Stocks, Age and Asset Allocation

by James & Miel on January 8, 2009 · 0 comments

Hi All,

This posting is about age and asset allocation. It sounds boring, but since most peoples wealth building varies over the life span, its important to consider how age impacts your investment strategy.

When thinking about age, remember the younger you are, the greater the amount of long term money should be in stocks. The main idea behind this is stocks have historically outperformed other asset classes. So, when young people put their long term investing dollars into stocks they theoretically maximize their overall return. While at the same time, older people have a greater proportion of bonds or cash, thus allowing them optimize the balance of risk vs. return.

The rule of thumb is: 100 – your age = % in stocks.

For example, someone who is 33 should have approximately 67% of their long term investment funds in stocks (right, 100 – 33 = 67).

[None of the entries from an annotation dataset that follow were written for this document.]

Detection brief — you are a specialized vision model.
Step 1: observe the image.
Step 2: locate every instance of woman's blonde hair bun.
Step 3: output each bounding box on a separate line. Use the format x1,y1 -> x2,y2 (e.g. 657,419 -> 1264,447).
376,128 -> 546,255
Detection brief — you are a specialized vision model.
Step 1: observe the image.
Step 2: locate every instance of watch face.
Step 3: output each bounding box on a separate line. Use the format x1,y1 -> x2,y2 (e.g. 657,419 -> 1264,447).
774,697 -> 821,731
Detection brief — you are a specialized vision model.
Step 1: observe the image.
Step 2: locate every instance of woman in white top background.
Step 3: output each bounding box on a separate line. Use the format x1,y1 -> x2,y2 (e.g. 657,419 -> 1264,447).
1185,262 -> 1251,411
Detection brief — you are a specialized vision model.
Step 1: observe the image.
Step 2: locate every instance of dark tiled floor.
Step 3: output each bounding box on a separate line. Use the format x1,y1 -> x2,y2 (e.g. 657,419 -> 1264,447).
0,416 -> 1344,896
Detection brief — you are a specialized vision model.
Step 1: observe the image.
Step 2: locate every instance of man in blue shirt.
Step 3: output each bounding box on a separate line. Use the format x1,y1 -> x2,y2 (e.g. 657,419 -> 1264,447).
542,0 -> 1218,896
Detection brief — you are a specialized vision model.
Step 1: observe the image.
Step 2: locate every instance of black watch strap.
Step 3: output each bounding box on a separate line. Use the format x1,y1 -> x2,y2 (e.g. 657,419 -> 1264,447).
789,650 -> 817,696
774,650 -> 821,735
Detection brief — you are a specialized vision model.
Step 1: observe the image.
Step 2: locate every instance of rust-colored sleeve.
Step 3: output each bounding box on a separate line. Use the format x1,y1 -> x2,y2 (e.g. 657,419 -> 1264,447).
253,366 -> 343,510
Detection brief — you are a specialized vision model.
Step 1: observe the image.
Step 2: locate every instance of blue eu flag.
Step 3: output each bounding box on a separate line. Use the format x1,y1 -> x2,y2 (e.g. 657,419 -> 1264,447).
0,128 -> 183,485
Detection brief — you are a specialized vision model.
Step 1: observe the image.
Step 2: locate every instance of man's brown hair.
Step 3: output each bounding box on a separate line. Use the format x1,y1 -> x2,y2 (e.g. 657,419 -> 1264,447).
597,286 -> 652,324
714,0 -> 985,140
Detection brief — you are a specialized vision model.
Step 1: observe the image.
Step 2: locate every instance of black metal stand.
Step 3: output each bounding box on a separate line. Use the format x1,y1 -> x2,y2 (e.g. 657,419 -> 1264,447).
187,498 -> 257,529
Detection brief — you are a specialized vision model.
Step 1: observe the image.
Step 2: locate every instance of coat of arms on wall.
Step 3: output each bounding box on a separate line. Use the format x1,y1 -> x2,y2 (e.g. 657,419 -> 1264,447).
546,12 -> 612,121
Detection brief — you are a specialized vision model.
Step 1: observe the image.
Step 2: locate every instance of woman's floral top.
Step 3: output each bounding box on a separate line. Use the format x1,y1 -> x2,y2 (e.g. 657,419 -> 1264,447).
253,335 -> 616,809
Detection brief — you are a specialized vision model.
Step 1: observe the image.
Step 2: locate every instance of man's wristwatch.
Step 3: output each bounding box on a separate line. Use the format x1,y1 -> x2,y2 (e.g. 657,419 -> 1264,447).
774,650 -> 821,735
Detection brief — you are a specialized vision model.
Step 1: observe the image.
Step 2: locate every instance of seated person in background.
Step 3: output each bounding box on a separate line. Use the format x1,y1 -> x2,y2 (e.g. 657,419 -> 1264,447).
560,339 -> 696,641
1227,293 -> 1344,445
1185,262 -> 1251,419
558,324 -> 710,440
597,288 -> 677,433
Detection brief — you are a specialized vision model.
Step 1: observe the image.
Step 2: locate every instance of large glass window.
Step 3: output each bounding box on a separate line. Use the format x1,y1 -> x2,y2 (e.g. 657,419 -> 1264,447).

However, like most investing wisdom, you should take this with a grain of salt. There are at least two problems with this rule.

First, it relies on historical information about the long term return on equities versus other types of assets (bonds and real estate). The rule is based on the historical performance of US markets since the 1930s. What people don’t tell you isother markets, like postwar Japanese equities and US stocks before 1930 showed far different patterns.

Second, credible investment thinkers say even with stock market risks, one is still better off fully in stocks. David Carlson is a proponent of this philosophy. However, the recent extreme losses in the stock market may have changed the views of those who argue this perspective. Its too soon to say who is correct, but recent stock performance notwithstanding one can reasonably say it makes sense to be 100% invested in equities.